When the new iPhone 5 started landing in people’s hands last month, it didn’t take long before forums started to fill with comments from disgruntled customers complaining that their handset was delivered with scuffs and scratches on its anodized aluminum back.
Its predecessor, the 4S, had a glass back so didn’t suffer from the same problem. The new aluminum design has enabled Apple to make its popular smartphone thinner and lighter than any earlier iteration, but it seems the soft material also makes it more susceptible to damage.
It appears the issue has caused something of a stir behind the scenes at Apple, with a Bloomberg report Wednesday suggesting the supply shortage of the new handset is in part down to a quality-control crackdown by the phone’s manufacturer, Foxconn.

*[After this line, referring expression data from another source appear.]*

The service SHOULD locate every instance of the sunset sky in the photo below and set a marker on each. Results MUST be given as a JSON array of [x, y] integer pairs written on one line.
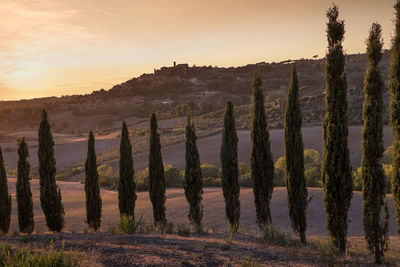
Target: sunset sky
[[53, 48]]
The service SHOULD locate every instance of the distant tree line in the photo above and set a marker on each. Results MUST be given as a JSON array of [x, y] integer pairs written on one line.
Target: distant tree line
[[336, 172]]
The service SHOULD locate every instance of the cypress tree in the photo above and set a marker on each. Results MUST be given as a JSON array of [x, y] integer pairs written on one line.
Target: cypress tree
[[50, 195], [294, 159], [126, 186], [5, 198], [394, 87], [230, 169], [157, 184], [372, 173], [24, 194], [262, 165], [92, 188], [193, 183], [336, 168]]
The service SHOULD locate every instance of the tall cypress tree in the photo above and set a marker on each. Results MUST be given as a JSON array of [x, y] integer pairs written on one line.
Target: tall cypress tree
[[294, 159], [230, 169], [376, 232], [5, 198], [336, 168], [24, 194], [157, 184], [193, 183], [394, 87], [262, 165], [50, 195], [126, 186], [92, 188]]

Foxconn is reportedly working hard to limit the number of Apple smartphones leaving its plants with scuffs and scratches, with Bloomberg citing “a person familiar with the matter” as its source.
“Senior Apple managers told executives at Foxconn near the end of September to tighten production standards,” the report claims.

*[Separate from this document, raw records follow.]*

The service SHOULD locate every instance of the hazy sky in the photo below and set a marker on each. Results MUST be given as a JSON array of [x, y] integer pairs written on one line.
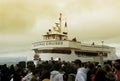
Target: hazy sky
[[22, 22]]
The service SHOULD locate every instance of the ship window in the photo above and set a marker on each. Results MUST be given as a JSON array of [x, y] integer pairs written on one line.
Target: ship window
[[80, 53], [56, 51]]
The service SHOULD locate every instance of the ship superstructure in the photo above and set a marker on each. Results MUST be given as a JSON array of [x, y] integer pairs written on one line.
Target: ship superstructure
[[56, 44]]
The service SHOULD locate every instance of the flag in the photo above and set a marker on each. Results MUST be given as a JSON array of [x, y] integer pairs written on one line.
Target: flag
[[57, 29]]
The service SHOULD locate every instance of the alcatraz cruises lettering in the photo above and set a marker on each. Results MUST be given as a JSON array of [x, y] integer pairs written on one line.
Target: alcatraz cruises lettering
[[46, 43]]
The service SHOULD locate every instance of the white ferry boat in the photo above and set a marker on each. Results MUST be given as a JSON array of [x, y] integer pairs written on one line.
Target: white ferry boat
[[56, 44]]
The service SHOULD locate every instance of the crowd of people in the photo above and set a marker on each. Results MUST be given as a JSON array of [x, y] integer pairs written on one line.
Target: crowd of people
[[62, 71]]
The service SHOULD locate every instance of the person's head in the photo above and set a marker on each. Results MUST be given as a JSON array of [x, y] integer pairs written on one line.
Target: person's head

A shortage of iPhone 5 components is also proving to be a problem for the Cupertino company, contributing to manufacturing challenges. As a result, RBC Capital Markets analysts have reevaluated their iPhone 5 sales forecast for the December quarter, cutting it to 49 million units from 57 million.
Share price drop
Worries about supply appear to have been a contributory factor in Apple’s falling share price, with $60 billion wiped off the company’s market value since the handset’s launch. On Tuesday shares closed at $635.85, significantly down from the record $700+ value they reached only a couple of weeks ago.
Demand for the iPhone 5 has admittedly been incredibly strong, with Apple announcing a record five million orders in its first three days of sales. Although a wait is always expected if you order an iPhone online soon after launch (currently 3-4 weeks), it seems the supply problems are being compounded by the quality-control issue and component shortages.

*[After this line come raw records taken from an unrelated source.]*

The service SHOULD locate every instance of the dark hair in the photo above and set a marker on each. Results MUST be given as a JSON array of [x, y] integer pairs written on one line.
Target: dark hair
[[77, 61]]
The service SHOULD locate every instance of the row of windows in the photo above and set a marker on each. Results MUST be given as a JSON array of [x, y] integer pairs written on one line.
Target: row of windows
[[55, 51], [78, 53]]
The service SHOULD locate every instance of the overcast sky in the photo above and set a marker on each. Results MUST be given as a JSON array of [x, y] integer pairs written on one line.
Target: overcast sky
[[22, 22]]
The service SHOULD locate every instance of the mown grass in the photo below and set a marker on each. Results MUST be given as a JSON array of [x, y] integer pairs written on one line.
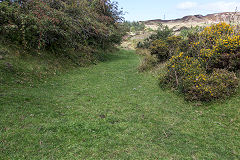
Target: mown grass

Handsets turning up with scuffs and marks were reported right from the start with the iPhone 5. One unhappy owner fired off an email to Apple’s marketing chief, Phil Schiller, and received the following response:
“Any aluminum product may scratch or chip with use, exposing its natural silver color. That is normal,” Schiller wrote. Trouble is, some of the devices have been arriving damaged.
Until the initial rush to buy the new handset dies down and Apple gets on top of the current supply issues, a certain degree of patience is required if you’re thinking about ordering an iPhone 5 anytime soon. As for Apple’s share value, no doubt that’ll bounce back once (if) it unveils the iPad Mini later this month.